Jamaican sprinter Shericka Jackson has been on everyone’s radar as an Olympic gold medal contender this year. Going into the Paris Games, Jackson was slated to line up in two hotly contested and much anticipated Athletics events: the 100- and 200-meter races.
Jackson first shocked fans last week when she announced she was pulling out of the 100-meter race, citing health reasons. “Sometimes you have to prepare mentally, especially if you have a mess up where you get a little bit hurt,” Jackson told FloTrack in an interview on July 31. All signs suggested that Jackson had dropped the shorter sprint to focus fully on the 200. When asked about her confidence going into the 200, she said simply, “I’m always confident.”
And for good reason: Jackson’s personal record of 21.41 seconds is the second-fastest time ever run by a woman in the 200-meter, just 0.07 seconds behind the 1988 world record set by Florence Griffith Joyner (a.k.a “Flo-Jo”). If Jackson were to save her speed for a single event on the Stade de France track, her chances of clinching the gold looked better in the 200 than the 100 (though she still holds the 5th-fastest 100-meter time in the world, 10.65 seconds). In a press conference after winning the 200-meter at last year’s World Athletic Championships, Jackson fondly referred to the 200 as “her baby.”
So when she made a second shocking announcement on August 4, that she’d also be sitting out of the 200-meter race at the Paris Olympics, a lot of people started asking questions.
Jackson and her team have yet to explain exactly why she decided not to compete in an individual event at the Games this year—all we have thus far from Jackson is an Instagram post from August 3, saying, “Sometimes the process is painful and hard. But don’t forget that when God is silent, he is doing something good for you.” What’s more, “There have been injury concerns coming into the Olympic Games,” Team Jamaica. At the Hungarian Grand Prix less than a month ago on July 9, Jackson pulled back on her speed before the finish line of the 200-meter, despite leading the race, and appeared to be in pain leaving the track. ESPN reported that Jackson had a minor Achilles tendon tear.
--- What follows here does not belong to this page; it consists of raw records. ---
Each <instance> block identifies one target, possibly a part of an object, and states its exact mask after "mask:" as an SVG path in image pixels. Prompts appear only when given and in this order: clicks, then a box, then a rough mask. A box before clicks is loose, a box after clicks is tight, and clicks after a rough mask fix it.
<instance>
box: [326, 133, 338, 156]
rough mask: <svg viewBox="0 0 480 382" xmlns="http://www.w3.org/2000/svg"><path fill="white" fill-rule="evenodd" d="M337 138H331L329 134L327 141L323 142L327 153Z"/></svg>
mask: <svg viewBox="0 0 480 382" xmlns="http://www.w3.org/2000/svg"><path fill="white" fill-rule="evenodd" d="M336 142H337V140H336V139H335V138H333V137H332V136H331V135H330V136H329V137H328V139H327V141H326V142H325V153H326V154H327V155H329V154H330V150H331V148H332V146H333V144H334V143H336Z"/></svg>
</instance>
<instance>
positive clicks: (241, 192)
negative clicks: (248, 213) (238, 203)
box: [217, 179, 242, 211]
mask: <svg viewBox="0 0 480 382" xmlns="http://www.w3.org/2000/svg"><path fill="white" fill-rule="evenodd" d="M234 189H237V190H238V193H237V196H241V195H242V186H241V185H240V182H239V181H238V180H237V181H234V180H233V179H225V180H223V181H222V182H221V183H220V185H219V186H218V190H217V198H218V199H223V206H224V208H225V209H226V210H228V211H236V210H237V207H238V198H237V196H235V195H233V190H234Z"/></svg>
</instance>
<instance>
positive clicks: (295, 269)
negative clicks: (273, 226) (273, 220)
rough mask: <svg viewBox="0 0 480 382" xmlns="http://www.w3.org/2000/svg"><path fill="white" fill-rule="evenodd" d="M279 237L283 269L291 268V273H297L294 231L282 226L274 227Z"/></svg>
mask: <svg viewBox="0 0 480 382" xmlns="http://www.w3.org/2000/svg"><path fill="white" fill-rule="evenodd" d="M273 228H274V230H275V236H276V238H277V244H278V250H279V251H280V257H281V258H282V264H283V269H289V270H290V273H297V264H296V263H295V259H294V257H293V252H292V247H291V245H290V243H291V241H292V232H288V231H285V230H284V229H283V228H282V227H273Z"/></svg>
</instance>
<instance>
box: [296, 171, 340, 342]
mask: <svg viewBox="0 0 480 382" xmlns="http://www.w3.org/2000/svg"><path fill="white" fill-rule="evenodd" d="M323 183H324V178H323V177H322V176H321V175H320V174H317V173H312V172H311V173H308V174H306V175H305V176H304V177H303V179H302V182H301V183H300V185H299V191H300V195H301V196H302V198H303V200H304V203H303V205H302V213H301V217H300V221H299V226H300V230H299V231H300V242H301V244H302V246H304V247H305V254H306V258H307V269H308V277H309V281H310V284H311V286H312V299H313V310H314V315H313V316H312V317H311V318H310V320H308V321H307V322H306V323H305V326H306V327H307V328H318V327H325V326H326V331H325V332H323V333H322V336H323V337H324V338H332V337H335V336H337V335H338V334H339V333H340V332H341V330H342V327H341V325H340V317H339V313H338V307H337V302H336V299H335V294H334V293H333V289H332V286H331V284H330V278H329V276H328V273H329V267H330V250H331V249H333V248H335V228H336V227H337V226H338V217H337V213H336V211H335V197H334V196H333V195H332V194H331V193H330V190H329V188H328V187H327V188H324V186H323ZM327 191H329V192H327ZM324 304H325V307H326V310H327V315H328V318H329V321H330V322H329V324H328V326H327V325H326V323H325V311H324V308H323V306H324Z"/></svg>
If that’s the case, it would explain why she wouldn’t want to risk a more serious injury in an all-out sprint for gold.
And yet, we may still get to watch Jackson in all her Olympic glory before the closing ceremony. She’s eligible to represent Jamacia in the women’s 4×100-meter race on Thursday, August 8, where her team would likely face Team USA’s sprinting powerhouses Sha’Carri Richardson and Gabby Thomas.